Bats, coyotes, foxes and raccoons are the most common carriers of rabies but, being landlubbers, it’s highly improbable that any of them would have a chance to bite and infect a whale. One of those animals could, however, bite a seal that’s resting on a beach, and then that seal could swim off and bite a whale. Although there is absolutely no record of a rabid whale, and only one documented case of rabies in a seal—a ringed seal caught in 1980 in Svalbard, an archipelago off Norway—the scenario may soon be of greater concern. “Starting 10 years ago, coyotes began to prey on harp seals here on Cape Cod,” Moore says. “Because of that, I like for my staff to get vaccinated.
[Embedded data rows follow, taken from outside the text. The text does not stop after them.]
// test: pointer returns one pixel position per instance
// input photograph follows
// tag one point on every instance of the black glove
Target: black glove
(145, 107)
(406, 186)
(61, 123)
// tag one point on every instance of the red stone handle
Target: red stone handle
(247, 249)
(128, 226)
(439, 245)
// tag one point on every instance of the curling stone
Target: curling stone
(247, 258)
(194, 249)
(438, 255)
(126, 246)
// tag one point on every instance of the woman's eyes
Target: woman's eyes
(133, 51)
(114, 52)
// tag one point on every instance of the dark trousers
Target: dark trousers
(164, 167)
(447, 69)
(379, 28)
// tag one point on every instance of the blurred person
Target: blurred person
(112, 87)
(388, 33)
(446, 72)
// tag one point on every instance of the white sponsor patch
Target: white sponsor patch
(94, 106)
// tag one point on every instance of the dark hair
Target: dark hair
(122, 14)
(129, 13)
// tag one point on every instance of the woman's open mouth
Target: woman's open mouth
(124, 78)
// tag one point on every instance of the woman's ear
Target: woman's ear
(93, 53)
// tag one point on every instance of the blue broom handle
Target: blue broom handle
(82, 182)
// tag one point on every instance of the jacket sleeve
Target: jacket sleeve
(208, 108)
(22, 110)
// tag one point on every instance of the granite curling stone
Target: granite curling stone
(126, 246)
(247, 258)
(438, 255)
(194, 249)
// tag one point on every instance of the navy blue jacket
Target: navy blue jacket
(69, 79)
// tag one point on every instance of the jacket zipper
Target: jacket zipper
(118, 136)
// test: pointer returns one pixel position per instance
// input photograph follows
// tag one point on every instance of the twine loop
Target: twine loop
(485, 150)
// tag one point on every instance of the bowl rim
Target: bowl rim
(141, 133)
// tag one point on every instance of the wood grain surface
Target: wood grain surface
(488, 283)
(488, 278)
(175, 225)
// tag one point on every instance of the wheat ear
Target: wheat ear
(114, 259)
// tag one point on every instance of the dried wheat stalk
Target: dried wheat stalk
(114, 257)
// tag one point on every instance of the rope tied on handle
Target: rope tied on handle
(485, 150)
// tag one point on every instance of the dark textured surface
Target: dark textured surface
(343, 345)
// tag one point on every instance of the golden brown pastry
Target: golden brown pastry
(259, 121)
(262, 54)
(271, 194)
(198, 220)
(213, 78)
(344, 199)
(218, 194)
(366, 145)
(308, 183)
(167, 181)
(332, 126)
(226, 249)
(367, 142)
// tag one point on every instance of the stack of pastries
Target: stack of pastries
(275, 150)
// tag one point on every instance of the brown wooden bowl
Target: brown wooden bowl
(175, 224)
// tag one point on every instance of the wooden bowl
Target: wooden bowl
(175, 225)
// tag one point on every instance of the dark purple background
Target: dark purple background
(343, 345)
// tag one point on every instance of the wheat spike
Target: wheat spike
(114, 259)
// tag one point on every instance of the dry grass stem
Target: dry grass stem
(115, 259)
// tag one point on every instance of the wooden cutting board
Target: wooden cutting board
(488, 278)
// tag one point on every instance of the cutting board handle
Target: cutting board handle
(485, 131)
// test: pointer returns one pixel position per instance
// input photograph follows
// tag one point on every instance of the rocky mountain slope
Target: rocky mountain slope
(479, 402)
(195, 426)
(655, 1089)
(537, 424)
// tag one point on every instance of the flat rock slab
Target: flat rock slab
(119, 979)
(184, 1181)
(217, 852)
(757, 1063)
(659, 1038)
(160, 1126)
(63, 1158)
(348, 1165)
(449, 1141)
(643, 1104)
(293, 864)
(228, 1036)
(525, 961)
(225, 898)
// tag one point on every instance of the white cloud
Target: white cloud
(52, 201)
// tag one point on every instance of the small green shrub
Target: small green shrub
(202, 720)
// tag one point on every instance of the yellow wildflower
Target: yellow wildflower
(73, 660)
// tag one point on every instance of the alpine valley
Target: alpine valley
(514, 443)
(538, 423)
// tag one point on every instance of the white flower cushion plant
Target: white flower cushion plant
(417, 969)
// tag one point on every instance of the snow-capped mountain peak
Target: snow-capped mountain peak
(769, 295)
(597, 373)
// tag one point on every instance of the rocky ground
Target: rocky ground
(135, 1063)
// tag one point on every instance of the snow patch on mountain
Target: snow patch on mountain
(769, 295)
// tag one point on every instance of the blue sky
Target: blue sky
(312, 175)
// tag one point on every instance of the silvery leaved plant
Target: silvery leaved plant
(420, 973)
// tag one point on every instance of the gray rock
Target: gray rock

There’s a very small chance that a seal will have rabies.”

Seals aren’t known to attack whales (it’s a size thing), but rabid animals behave erratically, so it could happen. Even if a rabid seal did bite a whale, it might take years for the whale to show symptoms. To become infected, the virus must travel along a nerve from the bite location to the central nervous system and brain. This is why a person bit in the face by a rabid fox will show symptoms earlier than if that person had been bitten in the foot. Rabies travels along nerves at a rate of 0.3 to 0.8 inches a day, so if a 50-foot-long whale was bit in the tail, it might take two to five years for the virus to reach the animal’s brain and manifest.

What signs should one look for to identify a rabid whale? “Well, the telltale foamy mouth would be very difficult to spot in the water,” says Gregory Bossart, the chief veterinary officer at the Georgia Aquarium in Atlanta. “But as with other animals, rabies would interfere with any activity that involves the central nervous system, so a whale might exhibit abnormal swimming patterns or lose the ability to swim altogether. It might also have trouble with echolocation.” Watch out, then, for zigzagging whales bumping into stuff. Another classic symptom of rabies infection is hydrophobia, which would be quite difficult for a whale to deal with. “Who knows?” Moore jokes. “Perhaps that’s why whales strand themselves on beaches.”